XML:
<node>
Lorem ipsum
<child-node>dolor</child-node>
TEXT TO BE ACCESSED
</node>
<node>
sed do eiusmod tempor etc.
</node>
This is read into an rapidxml::xml_document<>
and parsed with the flag rapidxml::parse_validate_closing_tags
as follows: doc.parse<rapidxml::parse_validate_closing_tags>()
. (I would have thought that this flag solved the issue, but this does not appear to be the case.)
RapidXML C++ code looping through all <node>
s of doc
:
for (const rapidxml::xml_node<> *node = doc.first_node("node"); node != nullptr; node = node->next_sibling()) { std::cout << node->value(); }
node->value()
returns Lorem ipsum during the first loop.

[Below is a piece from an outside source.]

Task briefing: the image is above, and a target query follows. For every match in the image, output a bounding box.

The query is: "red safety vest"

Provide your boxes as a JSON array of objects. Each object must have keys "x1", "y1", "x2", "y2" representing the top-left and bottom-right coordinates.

While the text within the <child-node>
(dolor) is accessible by creating a new *node_2 = node->first_child()
(within the loop) and then accessing the value with node_2->value()
, the text that follows the <child node>
(TEXT TO BE ACCESSED) is not accessible in a similar way. The documentation does not offer much in terms of advice. How might this be done with RapidXML?
The XML is intended to encode an edition of a text (following e.g. Perseus Digital Library) and so the format used above is useful in order to mark specific words within sentences etc.